Сильвия почти весь вечер молчала, и Джослин беспокоилась.

— Что читаем в следующий раз? — спросила она Сильвию. — Выбирай.

— «Чувство и чувствительность».

— Эту я люблю, — сказала Бернадетта. — Наверное, больше всего, если не считать «Гордость и предубеждение». Хотя «Эмма» мне тоже нравится. Всегда забываю насколько, пока не перечитаю. Самое-самое любимое — это про клубнику. Где миссис Элтон в капоре и с корзинкой. — Она пролистнула страницы. Нужный утолок был загнут, но не он один, так что это не помогло. — А, вот, — произнесла она. — «...Миссис Элтон, при полном снаряжении, необходимом для счастья: огромный капор и корзинка — с готовностью... О клубнике, только о клубнике, ни о чем больше ни думать, ни говорить не разрешалось... вкуснейшая ягода — правда, слишком сочна, приедается — вишня лучше...»

Бернадетта зачитала нам весь отрывок. Чудесный пассаж, хоть и длинноват, чтобы читать его вслух.

Джослин встречалась с Тони до последнего класса, а расстались они в такой неудачный момент, что она пропустила Зимний бал. Платье уже купили, многослойное, кружевное, серебристое, с открытыми плечами, — такое нарядное, что Джослин протянула бы еще пару недель, если б могла. Но к тому времени ее раздражало каждое слово Тони, а он упорно продолжал говорить.

Через три года Сильвия и Дэниел поженились; церемония была на удивление формальной. Как подозревала Джослин, все было подстроено, чтобы она смогла наконец-то надеть свое платье. Она пришла с молодым человеком, одним из череды ее мальчиков, который продержался не дольше остальных, но увековечен на свадебных фотографиях: поднимает бокал, стоит в обнимку с Джослин, сидит за столом с ее матерью, погруженный в серьезную беседу.

Сильвия и Джослин уже учились в колледже; они записались в женскую дискуссионную группу, которая собиралась в студенческом городке, на втором этаже Международного центра. На третьем собрании Джослин рассказала про лето с Майком и Стивеном. Она хотела ограничиться несколькими словами, но о тех танцах еще никто не слышал, даже Сильвия. Весь рассказ у нее текли слезы. Только теперь она вспомнила, как Брайан убедился, что она смотрит, а потом облизнул палец.

Остальные женщины возмутились. Джослин изнасиловали, настаивали некоторые. Какой позор, что ему удалось избежать наказания.

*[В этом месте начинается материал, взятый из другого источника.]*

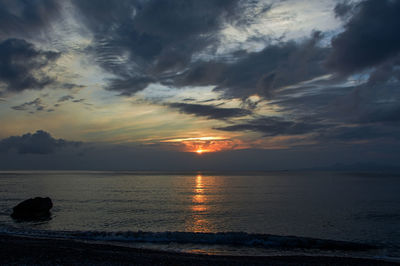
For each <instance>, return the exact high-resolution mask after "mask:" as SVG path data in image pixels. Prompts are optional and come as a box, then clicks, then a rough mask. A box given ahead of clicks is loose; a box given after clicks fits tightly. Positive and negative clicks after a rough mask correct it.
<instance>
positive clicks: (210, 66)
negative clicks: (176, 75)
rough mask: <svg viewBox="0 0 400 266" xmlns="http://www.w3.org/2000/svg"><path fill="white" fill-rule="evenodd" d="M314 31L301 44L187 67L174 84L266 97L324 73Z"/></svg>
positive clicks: (233, 95)
mask: <svg viewBox="0 0 400 266" xmlns="http://www.w3.org/2000/svg"><path fill="white" fill-rule="evenodd" d="M320 38H321V34H320V33H319V32H315V33H314V34H313V35H312V36H311V38H309V39H308V40H306V41H304V42H302V43H300V44H299V43H296V42H292V41H290V42H284V43H279V44H276V45H269V46H267V47H265V48H264V49H263V50H261V51H259V52H252V53H247V52H242V53H238V54H237V55H236V57H237V59H236V61H235V62H233V63H229V62H221V61H219V60H211V61H205V62H199V63H197V64H194V65H193V66H191V68H190V69H189V70H188V71H187V72H185V73H184V74H183V75H182V76H181V77H178V78H177V79H176V82H175V84H178V85H180V86H207V85H214V86H216V87H217V88H216V89H217V90H222V91H224V92H225V94H226V95H228V96H231V97H240V98H242V97H248V96H250V95H252V94H255V93H257V94H260V95H263V96H269V95H270V94H271V93H273V92H274V91H275V90H276V89H279V88H281V87H283V86H287V85H292V84H296V83H298V82H300V81H305V80H308V79H311V78H314V77H316V76H319V75H322V74H324V73H326V71H325V70H324V69H323V67H322V63H323V60H324V59H325V55H326V54H327V48H323V47H320V46H318V42H319V40H320Z"/></svg>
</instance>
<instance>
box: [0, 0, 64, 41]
mask: <svg viewBox="0 0 400 266" xmlns="http://www.w3.org/2000/svg"><path fill="white" fill-rule="evenodd" d="M59 3H60V1H54V0H31V1H25V0H13V1H8V0H1V1H0V25H1V27H0V39H3V38H9V37H10V36H12V37H15V36H20V35H33V34H34V31H36V30H43V29H45V28H46V27H47V26H49V25H50V23H51V21H52V20H53V19H54V18H56V17H57V15H58V14H59V13H60V5H59Z"/></svg>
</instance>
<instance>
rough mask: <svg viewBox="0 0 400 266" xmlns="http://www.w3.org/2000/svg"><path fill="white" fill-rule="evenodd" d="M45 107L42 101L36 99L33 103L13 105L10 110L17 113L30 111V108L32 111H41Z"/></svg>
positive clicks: (26, 103)
mask: <svg viewBox="0 0 400 266" xmlns="http://www.w3.org/2000/svg"><path fill="white" fill-rule="evenodd" d="M46 107H47V106H46V105H45V104H44V103H43V101H42V99H40V98H36V99H35V100H33V101H30V102H25V103H23V104H20V105H15V106H12V107H11V108H12V109H14V110H17V111H27V110H31V109H32V108H33V109H34V111H43V110H44V109H45V108H46ZM34 111H30V112H32V113H33V112H34Z"/></svg>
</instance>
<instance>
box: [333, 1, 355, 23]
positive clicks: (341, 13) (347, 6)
mask: <svg viewBox="0 0 400 266" xmlns="http://www.w3.org/2000/svg"><path fill="white" fill-rule="evenodd" d="M354 8H355V4H354V3H351V2H350V1H342V2H339V3H337V4H336V6H335V8H334V12H335V17H337V18H341V19H347V18H349V17H350V16H351V15H352V14H353V11H354Z"/></svg>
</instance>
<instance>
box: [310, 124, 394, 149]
mask: <svg viewBox="0 0 400 266" xmlns="http://www.w3.org/2000/svg"><path fill="white" fill-rule="evenodd" d="M399 136H400V130H399V128H398V127H390V126H384V125H380V126H376V125H375V124H369V125H344V126H338V127H334V128H330V129H329V130H321V131H320V132H319V134H318V135H316V136H315V139H316V140H318V141H320V142H322V143H325V144H326V143H327V142H334V143H337V142H347V143H363V142H366V141H376V140H378V139H382V140H386V141H388V140H389V139H392V140H393V139H397V140H399V139H400V137H399Z"/></svg>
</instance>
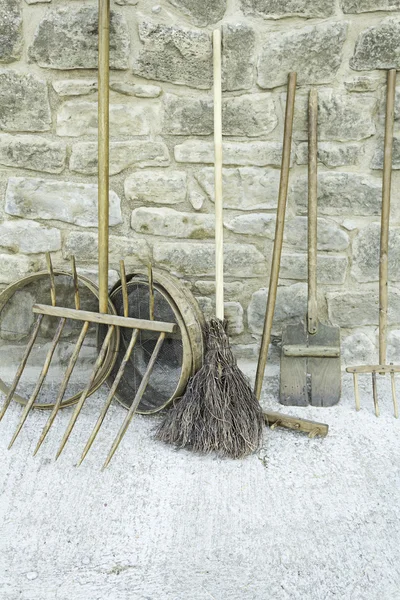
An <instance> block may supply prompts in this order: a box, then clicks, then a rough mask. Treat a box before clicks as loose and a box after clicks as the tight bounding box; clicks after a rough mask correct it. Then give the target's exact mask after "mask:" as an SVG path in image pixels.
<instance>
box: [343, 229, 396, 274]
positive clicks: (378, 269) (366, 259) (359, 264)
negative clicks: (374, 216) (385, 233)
mask: <svg viewBox="0 0 400 600" xmlns="http://www.w3.org/2000/svg"><path fill="white" fill-rule="evenodd" d="M379 245H380V224H379V223H371V224H370V225H367V226H366V227H364V228H363V229H360V231H359V232H358V234H357V236H356V238H355V240H354V245H353V268H352V274H353V276H354V277H355V278H356V280H357V281H360V282H361V281H378V279H379ZM388 253H389V258H388V261H389V279H391V280H393V281H398V280H399V279H400V229H399V228H398V227H393V226H392V227H391V228H390V231H389V252H388Z"/></svg>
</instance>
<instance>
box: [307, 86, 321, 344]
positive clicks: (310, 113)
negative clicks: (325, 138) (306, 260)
mask: <svg viewBox="0 0 400 600" xmlns="http://www.w3.org/2000/svg"><path fill="white" fill-rule="evenodd" d="M317 128H318V93H317V90H316V89H312V90H310V95H309V99H308V309H307V323H308V333H310V334H311V335H313V334H315V333H317V328H318V304H317V151H318V150H317V144H318V140H317Z"/></svg>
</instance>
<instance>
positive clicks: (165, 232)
mask: <svg viewBox="0 0 400 600" xmlns="http://www.w3.org/2000/svg"><path fill="white" fill-rule="evenodd" d="M131 227H132V229H134V230H135V231H136V232H137V233H143V234H145V235H159V236H165V237H173V238H186V239H192V240H199V239H200V240H202V239H206V238H212V237H213V236H214V217H213V215H203V214H198V213H184V212H178V211H176V210H173V209H172V208H166V207H163V208H152V207H149V208H147V207H146V208H136V209H135V210H134V211H133V212H132V219H131Z"/></svg>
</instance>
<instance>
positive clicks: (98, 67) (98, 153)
mask: <svg viewBox="0 0 400 600" xmlns="http://www.w3.org/2000/svg"><path fill="white" fill-rule="evenodd" d="M109 36H110V0H99V42H98V43H99V65H98V87H99V100H98V121H99V125H98V154H99V159H98V160H99V162H98V220H99V223H98V225H99V232H98V236H99V237H98V244H99V249H98V257H99V312H101V313H107V312H108V226H109V192H108V190H109V114H108V113H109V54H110V39H109Z"/></svg>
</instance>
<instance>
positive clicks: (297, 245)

Какой позор. Сначала Джослин стало легче, но, взглянув на эту историю со стороны, она осознала, что была тряпкой. Она увидела, словно сверху, собственное безвольное тело в платье без бретелек и тонком кардигане, полулежащее в шезлонге. Мысль, что Брайана можно было привлечь к ответственности, показалась ей упреком. Надо было что-то сделать. Почему она не сопротивлялась? Все время, пока Брайан ее лапал, она надеялась добиться уважения!